Several weeks ago, the California Supreme Court set keyboards a-clacking in the offices of attorneys representing gay and lesbian couples seeking the right to marry. The court, which is considering their challenge to laws barring same-sex couples from marrying, asked for briefs addressing essentially this issue: Why are domestic-partner laws not enough?
When I was in the Assembly, I wrote AB 205, the law that substantially broadened California's domestic-partner laws, and no one knows better than I do how it falls short of marriage. I've been in a state-registered domestic partnership for more than seven years and can attest to the inequality that remains, and is unavoidable, in that separate-from-marriage system.
The heart of AB 205 was straightforward: "Registered domestic partners shall have the same rights, protections, and benefits, and shall be subject to the same responsibilities, obligations, and duties … as are granted to and imposed upon spouses."
My goal was simply to help families that had, for too long, gone without legal protections. But from its conception, I knew this was a flawed exercise. When the Legislature passed the bill in 2003, I told reporters that this "separate and unequal" system was the best we could achieve and that I would have proposed allowing same-sex couples to marry if I'd thought that would pass. I never imagined that domestic partnerships might somehow be used as an excuse not to allow same-sex couples to marry.
AB 205 secured some important rights for domestic partners, including community property, child custody and financial support after a dissolution. But the law's defects remain: It puts lesbian and gay couples in a distinct system that is inferior and confusing. Without the universal, understandable and esteemed status of "marriage," same-sex couples are not treated equally.
Throughout the state, courts are wrestling with partnership questions. When a domestic partnership ends -- the equivalent of a divorce -- how should a court divide the pension one partner accumulated during years on a job? Will widowed partners be protected against property tax reassessment? Will partners be protected if their registration was defective, the same way spouses are if there was a mistake on their marriage license?
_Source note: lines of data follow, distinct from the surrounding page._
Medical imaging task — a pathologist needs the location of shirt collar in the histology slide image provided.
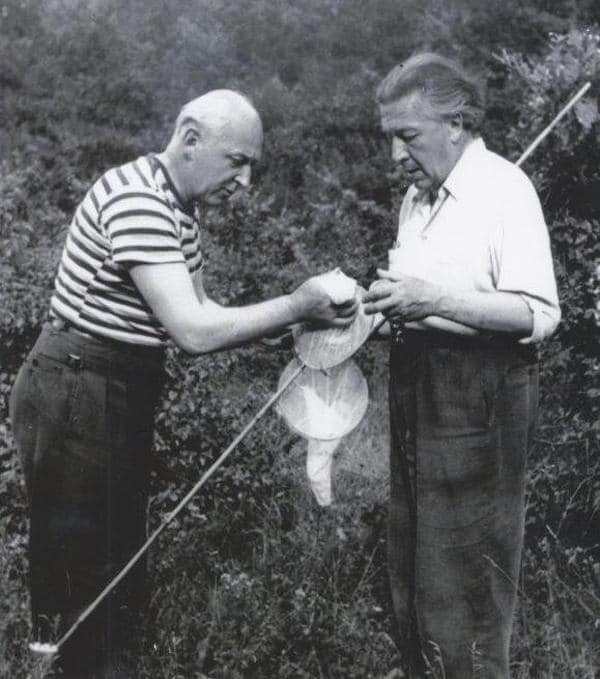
[149,154,194,217]
[442,137,487,200]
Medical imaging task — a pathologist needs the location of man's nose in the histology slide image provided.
[392,137,408,163]
[235,164,252,188]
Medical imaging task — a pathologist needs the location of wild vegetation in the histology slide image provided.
[0,0,600,679]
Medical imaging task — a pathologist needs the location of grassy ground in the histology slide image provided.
[0,347,600,679]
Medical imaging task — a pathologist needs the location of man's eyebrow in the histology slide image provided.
[228,151,258,165]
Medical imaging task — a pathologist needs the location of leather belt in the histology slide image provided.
[50,318,96,339]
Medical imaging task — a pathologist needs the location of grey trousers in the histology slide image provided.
[10,324,163,679]
[388,332,538,679]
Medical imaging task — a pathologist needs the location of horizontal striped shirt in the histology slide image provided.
[50,156,202,346]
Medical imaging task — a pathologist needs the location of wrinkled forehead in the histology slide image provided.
[213,113,263,160]
[379,92,431,132]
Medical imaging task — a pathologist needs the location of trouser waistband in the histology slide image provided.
[31,322,165,376]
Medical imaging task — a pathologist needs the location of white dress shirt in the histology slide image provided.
[390,138,560,343]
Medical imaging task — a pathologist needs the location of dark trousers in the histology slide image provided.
[10,324,163,679]
[389,333,538,679]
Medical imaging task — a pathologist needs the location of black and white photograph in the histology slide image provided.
[0,0,600,679]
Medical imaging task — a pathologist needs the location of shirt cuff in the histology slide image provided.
[519,294,560,344]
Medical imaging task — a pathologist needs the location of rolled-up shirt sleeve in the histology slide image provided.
[492,171,561,344]
[102,191,185,265]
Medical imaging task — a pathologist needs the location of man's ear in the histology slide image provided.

Even though AB 205 required the state government to treat domestic partners as spouses, constituents often told me how they were refused when they asked for health insurance for their partners. Some employers eventually backed down. But public shaming is sometimes the only way gay couples can secure the same benefits that married heterosexual co-workers receive without question. Is this fair? Equal?
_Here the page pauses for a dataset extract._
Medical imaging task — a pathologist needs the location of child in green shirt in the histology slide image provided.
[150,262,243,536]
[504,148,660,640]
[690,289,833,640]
Ask Mary, who saw her Altadena home reassessed and her property taxes mushroom on the death of her partner, Jody, after a lengthy illness. Surviving heterosexual spouses are protected from property reassessment. Or ask Brad, an attorney who found himself arguing with his employer -- ironically, the state government -- which refused to change his income tax withholding. The personnel office mistakenly assumed that he could not adjust his withholding to account for his domestic partner.
The fact is, we discover new problems all the time. Consider the ruling two weeks ago ordering an Orange County man to continue paying alimony to his ex-wife, even though she is now in a registered domestic partnership with another woman. This session, the Legislature is considering three bills to resolve other gaps, ambiguities and inequities -- and that's not unusual. We have needed multiple pieces of legal patchwork every year since 2001, when domestic partnerships went into effect.
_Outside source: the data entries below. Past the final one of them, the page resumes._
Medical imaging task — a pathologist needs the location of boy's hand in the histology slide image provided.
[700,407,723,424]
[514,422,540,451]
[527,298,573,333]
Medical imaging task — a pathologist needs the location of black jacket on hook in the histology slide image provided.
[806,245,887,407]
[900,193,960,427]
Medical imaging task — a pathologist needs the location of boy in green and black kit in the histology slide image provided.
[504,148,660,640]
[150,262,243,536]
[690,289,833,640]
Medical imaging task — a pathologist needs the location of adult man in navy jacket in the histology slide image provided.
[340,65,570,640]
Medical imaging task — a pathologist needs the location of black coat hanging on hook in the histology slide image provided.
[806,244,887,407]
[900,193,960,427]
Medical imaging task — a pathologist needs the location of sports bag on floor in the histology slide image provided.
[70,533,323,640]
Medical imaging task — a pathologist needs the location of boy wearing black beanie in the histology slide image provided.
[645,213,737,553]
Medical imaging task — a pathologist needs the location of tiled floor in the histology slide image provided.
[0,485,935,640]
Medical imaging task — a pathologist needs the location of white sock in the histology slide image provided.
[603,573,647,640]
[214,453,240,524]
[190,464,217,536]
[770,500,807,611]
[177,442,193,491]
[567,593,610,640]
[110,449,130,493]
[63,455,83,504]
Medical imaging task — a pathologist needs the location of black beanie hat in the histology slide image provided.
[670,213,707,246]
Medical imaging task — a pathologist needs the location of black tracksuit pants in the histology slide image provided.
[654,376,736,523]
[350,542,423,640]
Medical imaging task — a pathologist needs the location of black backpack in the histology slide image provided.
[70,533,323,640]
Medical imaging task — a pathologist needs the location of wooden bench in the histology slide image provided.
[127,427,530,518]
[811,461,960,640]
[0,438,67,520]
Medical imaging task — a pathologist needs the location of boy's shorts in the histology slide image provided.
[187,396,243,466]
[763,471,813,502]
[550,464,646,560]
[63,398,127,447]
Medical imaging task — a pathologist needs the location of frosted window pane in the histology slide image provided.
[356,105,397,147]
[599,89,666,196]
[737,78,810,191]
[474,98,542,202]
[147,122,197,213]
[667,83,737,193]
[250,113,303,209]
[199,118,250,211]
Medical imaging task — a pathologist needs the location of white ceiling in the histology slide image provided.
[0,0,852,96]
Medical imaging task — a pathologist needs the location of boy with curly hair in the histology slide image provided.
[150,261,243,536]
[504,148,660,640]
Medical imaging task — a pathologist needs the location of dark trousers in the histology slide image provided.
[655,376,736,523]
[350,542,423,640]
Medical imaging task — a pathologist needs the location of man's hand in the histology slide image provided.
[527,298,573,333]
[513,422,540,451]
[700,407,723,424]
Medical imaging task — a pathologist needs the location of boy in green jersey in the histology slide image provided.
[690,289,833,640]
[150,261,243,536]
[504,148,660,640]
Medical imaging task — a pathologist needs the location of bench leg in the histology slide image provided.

I am convinced that it is time for the obvious solution: Give same-sex couples equal access to civil marriage. Massachusetts and five countries, including Spain and Canada, have already done it. The ground has not cracked open beneath Madrid's Plaza del Sol. Boston has not sunk into its historic harbor. Perhaps more to the point, the presence of married same-sex couples has been both joyous and normalizing in those places.
In Massachusetts, three years after gay couples began exchanging vows, the backlash has been minimal. On June 14, that state's Legislature fell short of the votes needed to put a constitutional amendment banning gay marriage on the ballot. Marriage continues as strongly, and more equitably than ever. And it will here in California too.
On Aug. 17, the California Supreme Court will get its answers from the lawyers on both sides of the same-sex marriage lawsuit. Then the justices will schedule oral arguments and are expected to issue a ruling next year.
With its 1948 decision in Perez vs. Sharp, the California Supreme Court got a 19-year jump on the U.S. Supreme Court, becoming the first state judiciary to recognize the unconstitutionality of a law against interracial marriage. This time, when the court rules, it will be too late to be first -- but not too late to be just.
Jackie Goldberg is a former member of the California Assembly, the Los Angeles City Council and the Los Angeles Board of Education.